Um dos maiores pontos de conflitos é a distância. A lei diz que nos rios e córregos é preciso deixar 30 metros de florestas de cada lado, e, no caso das nascentes, 50 metros. Os imigrantes, quando vieram desbravar o Estado, se estabeleceram próximos dos mananciais de água e desenvolveram suas atividades nessas áreas. Hoje, com a entrada em vigor do licenciamento ambiental nas atividades poluidoras, como produção de suínos, frangos e leite, esse processo começou a impactar porque as licenças ambientais não são concedidas.

32% TÊM PROBLEMAS

_ Hoje, das cerca de 180 mil propriedades rurais de SC, 32% têm problemas ambientais porque estão em área de preservação permanente. Fizemos levantamento dentro da Coopercentral Aurora sobre o impacto da lei ambiental junto aos pequenos proprietários rurais associados e concluímos que 40% dos produtores de suínos estão, em algum ponto, fora da lei. Os grandes problemas são as distâncias de córregos de água das nascentes e estradas. Assim, eles não podem receber a licença ambiental para continuar produzindo. O mesmo ocorre com 40% dos produtores de frango e 60% dos produtores de leite. As exigências, por enquanto, são para frango e suíno. O segmento de leite ainda não é atingido.

RESERVAS ATUAIS

_ Atualmente, 40% das propriedades têm matas virgens ou sendo reflorescidas. Desse total, 40% contam, no mínimo, com 30% da área coberta de mata natural ou em fase de recomposição. Essas áreas não serão mais desatadas porque são inadequadas para plantio.

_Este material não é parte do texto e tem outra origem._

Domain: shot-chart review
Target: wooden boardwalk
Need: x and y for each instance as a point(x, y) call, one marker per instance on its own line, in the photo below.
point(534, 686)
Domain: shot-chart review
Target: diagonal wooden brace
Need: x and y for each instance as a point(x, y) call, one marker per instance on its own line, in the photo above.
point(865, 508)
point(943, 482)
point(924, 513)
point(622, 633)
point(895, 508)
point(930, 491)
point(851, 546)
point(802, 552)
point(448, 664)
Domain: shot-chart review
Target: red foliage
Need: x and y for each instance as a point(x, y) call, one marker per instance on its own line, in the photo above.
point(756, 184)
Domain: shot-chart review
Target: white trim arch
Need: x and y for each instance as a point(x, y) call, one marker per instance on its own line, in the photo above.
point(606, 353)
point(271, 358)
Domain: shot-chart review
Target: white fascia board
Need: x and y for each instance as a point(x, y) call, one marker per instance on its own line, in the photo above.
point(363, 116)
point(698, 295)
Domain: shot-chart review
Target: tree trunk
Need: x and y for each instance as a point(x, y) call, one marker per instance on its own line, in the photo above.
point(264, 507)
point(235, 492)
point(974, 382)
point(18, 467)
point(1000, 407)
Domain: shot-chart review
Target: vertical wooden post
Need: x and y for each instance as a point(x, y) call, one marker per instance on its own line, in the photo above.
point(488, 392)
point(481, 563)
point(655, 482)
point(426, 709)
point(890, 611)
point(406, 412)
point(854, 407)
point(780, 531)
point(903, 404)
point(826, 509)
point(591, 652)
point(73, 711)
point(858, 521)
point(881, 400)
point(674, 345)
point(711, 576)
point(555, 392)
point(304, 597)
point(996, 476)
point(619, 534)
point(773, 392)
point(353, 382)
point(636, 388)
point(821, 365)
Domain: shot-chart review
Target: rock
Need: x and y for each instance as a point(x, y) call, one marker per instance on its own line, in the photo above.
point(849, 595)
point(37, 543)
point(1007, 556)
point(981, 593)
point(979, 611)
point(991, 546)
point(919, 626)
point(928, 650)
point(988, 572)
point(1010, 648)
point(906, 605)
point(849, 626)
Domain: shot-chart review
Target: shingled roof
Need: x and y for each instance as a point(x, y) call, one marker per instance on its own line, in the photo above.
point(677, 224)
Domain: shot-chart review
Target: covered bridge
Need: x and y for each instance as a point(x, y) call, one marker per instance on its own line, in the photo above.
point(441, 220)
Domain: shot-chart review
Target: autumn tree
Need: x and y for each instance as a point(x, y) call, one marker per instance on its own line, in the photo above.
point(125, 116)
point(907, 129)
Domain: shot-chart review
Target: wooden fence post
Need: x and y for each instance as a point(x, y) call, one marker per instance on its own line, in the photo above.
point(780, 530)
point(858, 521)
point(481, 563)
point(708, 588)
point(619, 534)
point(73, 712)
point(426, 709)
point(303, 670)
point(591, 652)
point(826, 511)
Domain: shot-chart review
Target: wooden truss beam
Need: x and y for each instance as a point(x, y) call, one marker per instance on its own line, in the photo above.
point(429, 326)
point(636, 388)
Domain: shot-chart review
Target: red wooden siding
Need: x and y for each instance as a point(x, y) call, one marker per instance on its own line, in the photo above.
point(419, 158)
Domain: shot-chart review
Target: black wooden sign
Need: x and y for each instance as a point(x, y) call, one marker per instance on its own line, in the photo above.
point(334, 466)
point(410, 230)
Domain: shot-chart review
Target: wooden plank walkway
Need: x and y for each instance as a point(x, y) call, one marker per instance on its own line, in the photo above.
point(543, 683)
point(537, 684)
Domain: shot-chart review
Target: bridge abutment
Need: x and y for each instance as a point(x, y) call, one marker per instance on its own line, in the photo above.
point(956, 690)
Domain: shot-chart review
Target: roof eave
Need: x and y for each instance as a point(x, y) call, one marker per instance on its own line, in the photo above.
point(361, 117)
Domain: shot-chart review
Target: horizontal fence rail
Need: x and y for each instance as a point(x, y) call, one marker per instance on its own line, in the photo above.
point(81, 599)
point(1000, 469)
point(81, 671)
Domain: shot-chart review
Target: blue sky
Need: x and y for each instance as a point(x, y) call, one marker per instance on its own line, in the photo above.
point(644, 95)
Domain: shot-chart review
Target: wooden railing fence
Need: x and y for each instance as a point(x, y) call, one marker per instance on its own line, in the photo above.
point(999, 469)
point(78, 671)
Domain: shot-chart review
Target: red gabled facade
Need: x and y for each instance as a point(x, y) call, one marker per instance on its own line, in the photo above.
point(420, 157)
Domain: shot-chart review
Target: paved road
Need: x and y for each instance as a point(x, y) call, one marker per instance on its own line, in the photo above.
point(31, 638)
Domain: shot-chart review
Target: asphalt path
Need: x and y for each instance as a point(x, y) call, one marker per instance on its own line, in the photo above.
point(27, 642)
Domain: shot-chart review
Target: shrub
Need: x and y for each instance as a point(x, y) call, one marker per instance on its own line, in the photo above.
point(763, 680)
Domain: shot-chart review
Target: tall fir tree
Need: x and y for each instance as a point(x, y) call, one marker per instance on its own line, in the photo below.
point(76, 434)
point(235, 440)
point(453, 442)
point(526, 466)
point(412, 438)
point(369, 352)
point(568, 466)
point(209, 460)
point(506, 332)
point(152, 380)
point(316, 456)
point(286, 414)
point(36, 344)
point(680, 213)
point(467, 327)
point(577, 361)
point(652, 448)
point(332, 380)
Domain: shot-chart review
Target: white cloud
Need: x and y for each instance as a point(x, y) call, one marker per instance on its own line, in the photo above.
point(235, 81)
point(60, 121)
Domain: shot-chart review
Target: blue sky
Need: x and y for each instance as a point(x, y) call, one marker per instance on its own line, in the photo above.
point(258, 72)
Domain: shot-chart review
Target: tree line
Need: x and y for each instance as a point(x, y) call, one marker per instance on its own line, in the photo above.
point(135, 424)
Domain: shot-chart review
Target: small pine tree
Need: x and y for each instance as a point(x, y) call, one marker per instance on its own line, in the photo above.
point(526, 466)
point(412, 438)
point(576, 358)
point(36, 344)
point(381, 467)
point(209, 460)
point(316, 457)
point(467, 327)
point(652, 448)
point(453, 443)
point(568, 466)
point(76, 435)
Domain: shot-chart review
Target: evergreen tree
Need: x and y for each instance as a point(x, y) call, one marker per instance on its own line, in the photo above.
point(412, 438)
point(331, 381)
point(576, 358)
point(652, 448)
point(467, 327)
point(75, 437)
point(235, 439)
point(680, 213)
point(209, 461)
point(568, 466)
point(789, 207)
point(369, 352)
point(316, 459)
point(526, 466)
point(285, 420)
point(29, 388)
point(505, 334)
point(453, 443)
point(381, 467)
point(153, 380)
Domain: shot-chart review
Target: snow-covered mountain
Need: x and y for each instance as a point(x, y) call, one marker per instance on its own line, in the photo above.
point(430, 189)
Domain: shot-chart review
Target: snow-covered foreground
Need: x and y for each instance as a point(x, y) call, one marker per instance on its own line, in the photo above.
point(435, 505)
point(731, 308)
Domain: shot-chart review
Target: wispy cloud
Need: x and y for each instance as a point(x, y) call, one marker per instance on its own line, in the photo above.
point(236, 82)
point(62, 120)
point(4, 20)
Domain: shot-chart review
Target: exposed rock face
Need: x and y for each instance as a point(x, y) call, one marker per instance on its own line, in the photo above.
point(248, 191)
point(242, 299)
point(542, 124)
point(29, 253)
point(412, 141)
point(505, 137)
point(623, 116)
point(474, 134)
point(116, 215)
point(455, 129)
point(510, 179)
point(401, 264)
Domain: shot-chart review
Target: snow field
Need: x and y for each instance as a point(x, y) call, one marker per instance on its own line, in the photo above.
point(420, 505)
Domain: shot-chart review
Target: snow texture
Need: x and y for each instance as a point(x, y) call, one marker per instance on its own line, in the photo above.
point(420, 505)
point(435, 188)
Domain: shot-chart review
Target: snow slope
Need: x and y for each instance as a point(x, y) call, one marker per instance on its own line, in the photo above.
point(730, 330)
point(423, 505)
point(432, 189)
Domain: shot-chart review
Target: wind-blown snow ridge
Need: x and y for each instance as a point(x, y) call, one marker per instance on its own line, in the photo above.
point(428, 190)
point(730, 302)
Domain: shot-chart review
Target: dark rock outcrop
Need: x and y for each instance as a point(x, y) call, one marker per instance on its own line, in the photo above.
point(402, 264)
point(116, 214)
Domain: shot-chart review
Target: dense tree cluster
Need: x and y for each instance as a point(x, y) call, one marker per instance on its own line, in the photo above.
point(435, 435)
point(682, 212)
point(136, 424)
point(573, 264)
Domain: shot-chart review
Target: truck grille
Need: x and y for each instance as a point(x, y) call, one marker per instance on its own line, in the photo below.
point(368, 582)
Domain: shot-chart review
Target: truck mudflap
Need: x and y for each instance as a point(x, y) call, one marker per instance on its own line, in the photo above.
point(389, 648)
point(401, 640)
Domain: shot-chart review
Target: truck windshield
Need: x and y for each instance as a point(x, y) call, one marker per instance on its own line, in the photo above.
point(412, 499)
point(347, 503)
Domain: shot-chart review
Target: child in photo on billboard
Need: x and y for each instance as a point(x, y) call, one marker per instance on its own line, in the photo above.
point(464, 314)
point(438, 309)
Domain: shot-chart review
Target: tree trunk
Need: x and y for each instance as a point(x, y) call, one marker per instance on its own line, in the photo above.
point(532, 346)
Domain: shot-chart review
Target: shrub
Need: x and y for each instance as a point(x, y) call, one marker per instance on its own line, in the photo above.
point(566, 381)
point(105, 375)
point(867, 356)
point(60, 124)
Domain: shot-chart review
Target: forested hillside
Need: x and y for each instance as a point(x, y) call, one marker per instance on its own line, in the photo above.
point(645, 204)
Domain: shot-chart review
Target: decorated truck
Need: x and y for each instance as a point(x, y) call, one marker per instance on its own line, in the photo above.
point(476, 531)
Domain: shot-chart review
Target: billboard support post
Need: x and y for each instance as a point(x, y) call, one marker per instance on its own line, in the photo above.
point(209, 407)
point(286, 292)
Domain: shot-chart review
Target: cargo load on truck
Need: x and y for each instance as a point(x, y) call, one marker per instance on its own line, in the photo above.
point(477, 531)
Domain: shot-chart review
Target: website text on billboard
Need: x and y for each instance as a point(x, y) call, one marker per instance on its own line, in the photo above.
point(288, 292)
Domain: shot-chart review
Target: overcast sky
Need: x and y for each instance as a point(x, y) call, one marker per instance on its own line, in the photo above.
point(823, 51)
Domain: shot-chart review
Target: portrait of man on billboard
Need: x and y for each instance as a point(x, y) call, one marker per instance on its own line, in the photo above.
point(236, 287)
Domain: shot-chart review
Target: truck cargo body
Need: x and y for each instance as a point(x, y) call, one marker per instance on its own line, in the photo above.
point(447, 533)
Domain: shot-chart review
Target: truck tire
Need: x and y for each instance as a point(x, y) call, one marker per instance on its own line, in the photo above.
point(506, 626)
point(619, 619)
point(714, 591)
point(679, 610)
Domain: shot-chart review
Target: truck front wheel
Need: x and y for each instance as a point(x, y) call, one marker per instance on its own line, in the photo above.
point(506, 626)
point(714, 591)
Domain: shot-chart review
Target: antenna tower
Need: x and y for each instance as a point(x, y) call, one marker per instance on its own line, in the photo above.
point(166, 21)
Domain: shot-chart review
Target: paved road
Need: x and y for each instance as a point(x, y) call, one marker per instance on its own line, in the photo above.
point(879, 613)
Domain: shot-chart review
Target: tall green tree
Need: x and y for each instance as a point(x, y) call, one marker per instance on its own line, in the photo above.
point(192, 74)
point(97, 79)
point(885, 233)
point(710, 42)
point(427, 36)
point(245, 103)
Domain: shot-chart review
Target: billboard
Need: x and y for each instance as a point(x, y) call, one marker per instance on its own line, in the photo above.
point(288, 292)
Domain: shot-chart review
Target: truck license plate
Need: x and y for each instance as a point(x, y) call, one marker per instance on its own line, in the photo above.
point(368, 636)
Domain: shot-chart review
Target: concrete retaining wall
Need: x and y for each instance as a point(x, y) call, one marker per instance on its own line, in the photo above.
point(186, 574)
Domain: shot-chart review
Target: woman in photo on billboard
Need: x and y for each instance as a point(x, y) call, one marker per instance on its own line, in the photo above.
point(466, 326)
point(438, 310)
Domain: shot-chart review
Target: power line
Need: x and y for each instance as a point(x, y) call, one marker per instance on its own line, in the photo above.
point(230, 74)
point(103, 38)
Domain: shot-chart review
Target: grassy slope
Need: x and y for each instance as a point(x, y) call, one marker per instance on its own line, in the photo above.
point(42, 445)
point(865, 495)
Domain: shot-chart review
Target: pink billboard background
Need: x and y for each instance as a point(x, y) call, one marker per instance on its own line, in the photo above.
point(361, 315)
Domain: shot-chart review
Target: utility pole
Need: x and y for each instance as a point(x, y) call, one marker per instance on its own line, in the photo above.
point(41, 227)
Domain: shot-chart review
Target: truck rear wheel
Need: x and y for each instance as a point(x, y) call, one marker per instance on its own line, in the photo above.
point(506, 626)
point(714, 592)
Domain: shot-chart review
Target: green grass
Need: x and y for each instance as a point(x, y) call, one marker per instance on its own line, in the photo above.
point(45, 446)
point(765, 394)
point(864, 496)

Na época, 30 a 40 anos atrás, o sistema de exploração de solo era sem práticas Conservacionista, predatório, onde o cultivo degradava o solo. Hoje, os produtores usam tecnologias Conservacionista, como o plantio direto e cultivo mínimo, o que evita erosões. O que acontece é que a lei ambiental não leva em consideração essas coisas. Alerta que a distância é o fator principal.

GRANDE INJUSTIÇA

_ Com essas práticas, o produtor tem boa parte da propriedade como reserva legal e recomposição de matas, por isso sobra pouco para produzir. E ainda tem uma lei que impede que desenvolva a atividade onde vinha fazendo há décadas.

AS PROPOSTAS

_ Uma das nossas principais propostas é que se mude os conceitos de preservação ambiental, não pode ser simplesmente a distância. Que se coloque uma análise técnica das propriedades, onde exista uma interação de tecnologias disponíveis que não são poluentes. Exemplos: tratamento dos dejetos de suínos, tecnologias não degradados do solo e a preservação de 20% de reserva legal. Com tecnologias, a distância exigida pode começar a partir de três metros e não de 30 metros. Se você não trata os dejetos, vai poluir os mananciais com unidades produtoras a 30 metros ou a 100 metros. Os dejetos podem ser tratados com biodigestores ou leiras de compostagem, que produz adubo orgânico.

FALTAM RECURSOS

_ Não há política adequada para o produtor adotar nem recursos disponíveis para financiar os investimentos. O governo deveria oferecer esses recursos porque há um interesse público tanto da preservação quanto da manutenção do agricultor na propriedade com geração de renda.

IGUAL PARA TODOS

_ Por que o produtor tem que pagar sozinho, com os seus recursos, esse custo altíssimo de preservar? Há casos de produtores suspendendo as atividades por falta de licença ambiental. Aí há uma coisa injusta porque a lei é igual para todos. Então, os moradores das cidades também deveriam colaborar para a preservação ambiental, e, nas cidades, não poderia haver área consolidada com prédios e residências. Todos deveriam preservar 30 metros às margens dos rios e córregos, além de preservar 20% de área de florestas.

AOS AMBIENTALISTAS

 

_ Fechados em escritórios, os ambientalistas insistem nas normas de distância. Antes de defenderem uma ou outra posição, eles deveriam visitar todo o interior do Estado, conversar com os agricultores e considerar todos os aspectos. Iriam concluir que a lei que está aí não é a melhor para preservar o meio ambiente e gerar renda. Se a lei da araucária não fosse tão radical, teríamos muitas florestas desse pinheiro nativo no país.

EFEITO ESTUFA

_ Afirmam que a nossa cobertura vegetal atual não é suficiente e está provocando catástrofes como a enchente do Vale do Itajaí. Essa região sofre com enchentes desde que o Dr. Hermann Blumenau fundou a cidade. Em 1855 houve uma grande enchente em que o próprio Blumenau perdeu a sua casa. Acho que devemos nos preocupar mais com a devastação acelerada da Amazônia e com a geração de emissões do mundo desenvolvido. A Europa e os EUA destruíram todas as suas florestas e geram 60% das emissões do planeta.

 

Postado por Estela Benetti

Meirelles promete a Lula baixar os juros

28 de dezembro de 2008 0

Em reunião com o presidente Lula após a última reunião do Copom, o presidente do BC, Henrique Meirelles, prometeu que a instituição vai reduzir os juros na próxima reunião, dias 20 e 21 de janeiro.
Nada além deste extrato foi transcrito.